ALBERTA TREASURY BRANCHES v CONSERVE OIL 1ST CORPORATION, 2016 ABCA 87

ROWBOTHAM JA

14.44: Application for permission to appeal
14.8: Filing a notice of appeal

Case Summary

Following a receivership Order, Conserve Oil 1st Corporation (“Conserve”) sought an extension of time to Appeal and leave to Appeal the Order. The underlying Action related to the effect of guarantees given to Alberta Treasury Branches (“ATB”) by the predecessors of Conserve.

Justice Rowbotham considered the merits in order to determine whether leave to Appeal should be granted. Her Ladyship noted that, in addition to the merits, the Court on a Leave Application under s 193(e) of the Bankruptcy and Insolvency Act, RSC 1985, c B-3 (“BIA”) must also consider whether: the Appeal is significant to the bankruptcy practice; the Appeal is of significance to the Action; the Appeal will “unduly hinder” the Action; and the Judgment appears to be “contrary to law, amounts to an abuse of judicial power, or involves an obvious error causing prejudice, for which there is no other remedy”. Rowbotham J.A. considered, among other factors, the significance of the Application to bankruptcy practice, and declined to grant leave to Appeal.

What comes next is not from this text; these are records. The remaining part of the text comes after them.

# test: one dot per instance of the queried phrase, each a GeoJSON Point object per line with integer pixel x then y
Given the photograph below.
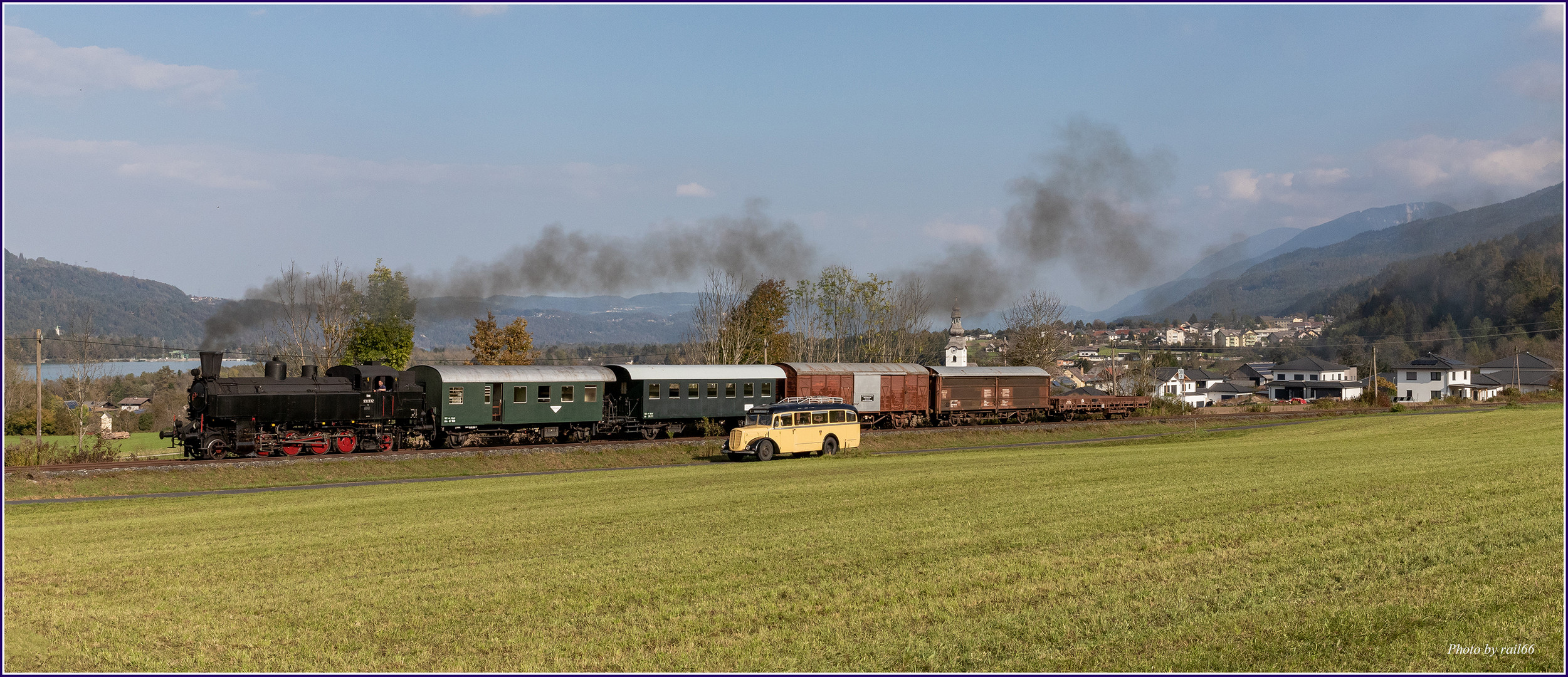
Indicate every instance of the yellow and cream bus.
{"type": "Point", "coordinates": [797, 427]}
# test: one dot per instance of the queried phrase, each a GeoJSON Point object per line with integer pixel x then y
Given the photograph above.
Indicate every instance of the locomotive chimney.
{"type": "Point", "coordinates": [276, 369]}
{"type": "Point", "coordinates": [211, 364]}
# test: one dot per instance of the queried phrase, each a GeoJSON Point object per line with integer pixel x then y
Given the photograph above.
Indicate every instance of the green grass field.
{"type": "Point", "coordinates": [1347, 544]}
{"type": "Point", "coordinates": [140, 444]}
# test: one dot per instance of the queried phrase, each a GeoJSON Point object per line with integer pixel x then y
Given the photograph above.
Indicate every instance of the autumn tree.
{"type": "Point", "coordinates": [383, 328]}
{"type": "Point", "coordinates": [510, 345]}
{"type": "Point", "coordinates": [1034, 331]}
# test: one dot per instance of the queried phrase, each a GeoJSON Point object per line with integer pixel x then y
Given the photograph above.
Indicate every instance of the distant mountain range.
{"type": "Point", "coordinates": [1280, 268]}
{"type": "Point", "coordinates": [41, 293]}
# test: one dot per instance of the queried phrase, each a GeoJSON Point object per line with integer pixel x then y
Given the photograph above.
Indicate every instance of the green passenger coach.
{"type": "Point", "coordinates": [513, 403]}
{"type": "Point", "coordinates": [670, 399]}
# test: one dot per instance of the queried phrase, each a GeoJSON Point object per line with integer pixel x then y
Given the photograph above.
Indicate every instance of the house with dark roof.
{"type": "Point", "coordinates": [1435, 378]}
{"type": "Point", "coordinates": [1255, 374]}
{"type": "Point", "coordinates": [1312, 378]}
{"type": "Point", "coordinates": [1523, 372]}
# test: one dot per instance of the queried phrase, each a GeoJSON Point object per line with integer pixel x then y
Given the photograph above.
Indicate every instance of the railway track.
{"type": "Point", "coordinates": [640, 443]}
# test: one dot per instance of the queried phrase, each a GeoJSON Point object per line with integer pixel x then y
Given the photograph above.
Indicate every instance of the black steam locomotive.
{"type": "Point", "coordinates": [353, 408]}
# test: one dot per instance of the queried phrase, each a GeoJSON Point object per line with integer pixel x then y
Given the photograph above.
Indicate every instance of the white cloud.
{"type": "Point", "coordinates": [693, 190]}
{"type": "Point", "coordinates": [1434, 160]}
{"type": "Point", "coordinates": [482, 10]}
{"type": "Point", "coordinates": [35, 65]}
{"type": "Point", "coordinates": [959, 233]}
{"type": "Point", "coordinates": [1551, 19]}
{"type": "Point", "coordinates": [1537, 80]}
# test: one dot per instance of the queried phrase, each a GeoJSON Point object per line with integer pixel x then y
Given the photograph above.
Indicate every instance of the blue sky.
{"type": "Point", "coordinates": [206, 146]}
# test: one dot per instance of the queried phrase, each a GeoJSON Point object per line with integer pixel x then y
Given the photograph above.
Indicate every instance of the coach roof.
{"type": "Point", "coordinates": [853, 367]}
{"type": "Point", "coordinates": [990, 370]}
{"type": "Point", "coordinates": [698, 372]}
{"type": "Point", "coordinates": [520, 374]}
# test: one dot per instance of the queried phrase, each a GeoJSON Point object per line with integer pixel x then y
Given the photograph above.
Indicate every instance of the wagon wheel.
{"type": "Point", "coordinates": [345, 444]}
{"type": "Point", "coordinates": [320, 444]}
{"type": "Point", "coordinates": [290, 447]}
{"type": "Point", "coordinates": [215, 449]}
{"type": "Point", "coordinates": [828, 447]}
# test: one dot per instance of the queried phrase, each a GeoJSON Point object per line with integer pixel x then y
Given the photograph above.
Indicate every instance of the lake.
{"type": "Point", "coordinates": [54, 370]}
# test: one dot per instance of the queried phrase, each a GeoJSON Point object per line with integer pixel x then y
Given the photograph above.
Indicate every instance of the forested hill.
{"type": "Point", "coordinates": [1307, 275]}
{"type": "Point", "coordinates": [1510, 287]}
{"type": "Point", "coordinates": [41, 295]}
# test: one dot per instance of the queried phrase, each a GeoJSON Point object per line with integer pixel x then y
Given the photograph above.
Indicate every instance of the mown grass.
{"type": "Point", "coordinates": [540, 458]}
{"type": "Point", "coordinates": [1362, 544]}
{"type": "Point", "coordinates": [140, 444]}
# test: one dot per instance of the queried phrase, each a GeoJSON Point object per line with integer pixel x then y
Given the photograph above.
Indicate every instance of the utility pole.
{"type": "Point", "coordinates": [38, 378]}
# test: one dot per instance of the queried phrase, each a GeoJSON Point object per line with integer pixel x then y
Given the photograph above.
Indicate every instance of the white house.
{"type": "Point", "coordinates": [1310, 378]}
{"type": "Point", "coordinates": [1435, 378]}
{"type": "Point", "coordinates": [1184, 384]}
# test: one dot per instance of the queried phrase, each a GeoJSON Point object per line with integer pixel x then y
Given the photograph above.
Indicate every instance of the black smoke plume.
{"type": "Point", "coordinates": [750, 246]}
{"type": "Point", "coordinates": [1092, 211]}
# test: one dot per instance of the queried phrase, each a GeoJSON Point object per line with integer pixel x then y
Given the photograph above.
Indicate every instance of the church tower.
{"type": "Point", "coordinates": [957, 350]}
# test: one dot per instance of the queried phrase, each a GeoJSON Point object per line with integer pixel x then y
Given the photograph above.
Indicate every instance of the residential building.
{"type": "Point", "coordinates": [1435, 378]}
{"type": "Point", "coordinates": [1312, 378]}
{"type": "Point", "coordinates": [134, 403]}
{"type": "Point", "coordinates": [1523, 372]}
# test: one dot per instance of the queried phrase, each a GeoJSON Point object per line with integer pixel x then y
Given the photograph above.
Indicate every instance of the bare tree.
{"type": "Point", "coordinates": [87, 370]}
{"type": "Point", "coordinates": [334, 298]}
{"type": "Point", "coordinates": [718, 330]}
{"type": "Point", "coordinates": [1034, 331]}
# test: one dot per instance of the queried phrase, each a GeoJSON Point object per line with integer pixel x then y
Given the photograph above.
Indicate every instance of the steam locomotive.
{"type": "Point", "coordinates": [375, 408]}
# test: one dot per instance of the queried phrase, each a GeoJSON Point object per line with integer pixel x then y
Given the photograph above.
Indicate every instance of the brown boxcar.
{"type": "Point", "coordinates": [972, 394]}
{"type": "Point", "coordinates": [894, 396]}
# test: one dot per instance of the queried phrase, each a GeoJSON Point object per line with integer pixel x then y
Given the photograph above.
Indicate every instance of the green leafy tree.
{"type": "Point", "coordinates": [383, 328]}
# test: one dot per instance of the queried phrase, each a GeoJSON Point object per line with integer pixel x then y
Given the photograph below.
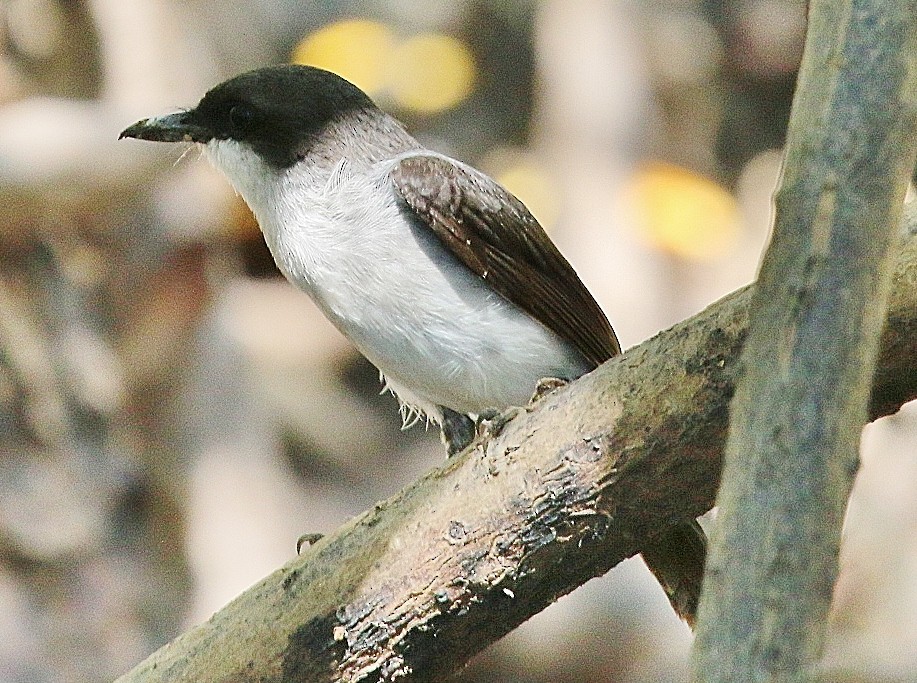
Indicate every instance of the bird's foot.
{"type": "Point", "coordinates": [491, 422]}
{"type": "Point", "coordinates": [307, 539]}
{"type": "Point", "coordinates": [545, 386]}
{"type": "Point", "coordinates": [458, 431]}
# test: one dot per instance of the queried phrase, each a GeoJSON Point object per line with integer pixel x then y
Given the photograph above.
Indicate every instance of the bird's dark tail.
{"type": "Point", "coordinates": [676, 558]}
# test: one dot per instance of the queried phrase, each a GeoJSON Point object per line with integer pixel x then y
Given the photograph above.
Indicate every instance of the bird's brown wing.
{"type": "Point", "coordinates": [494, 235]}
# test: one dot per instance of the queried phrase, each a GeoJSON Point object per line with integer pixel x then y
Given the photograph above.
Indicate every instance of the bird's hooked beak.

Rowbotham J.A. addressed the Application to extend time, even though the determination of the leave Application was dispositive of the entire matter, because Conserve’s former counsel erroneously relied on Rule 14.8(2)(a)(iii), which requires an Appeal be made within 30 days of an Order. Because this Order was made in the context of a receivership, the Appeal period was prescribed by the BIA, which provides for a 10 day period of Appeal. Notice of Appeal in this case was given within the 30 day period, but outside the 10 day period. Her Ladyship noted that the test to extend time limits under the BIA Rules is the same as that required by the Rules of Court. The Court must consider whether: there was a bona fide intention to Appeal within the prescribed time period; the delay to Appeal did not create prejudice; and, the Appellant had not taken the benefits of the judgment from which the Appeal is sought. Conserve’s counsel indicated at the Hearing that there would be an intention to appeal immediately after an Order was given and there was no evidence of prejudice to the Respondents. Justice Rowbotham noted that it was apparent that the Applicant took no benefit from the Order. The Applicant therefore met the test to extend time, provided that there was an issue of arguable merit to the Appeal. In the result, the Applications were dismissed as Conserve had not met the test for leave to appeal.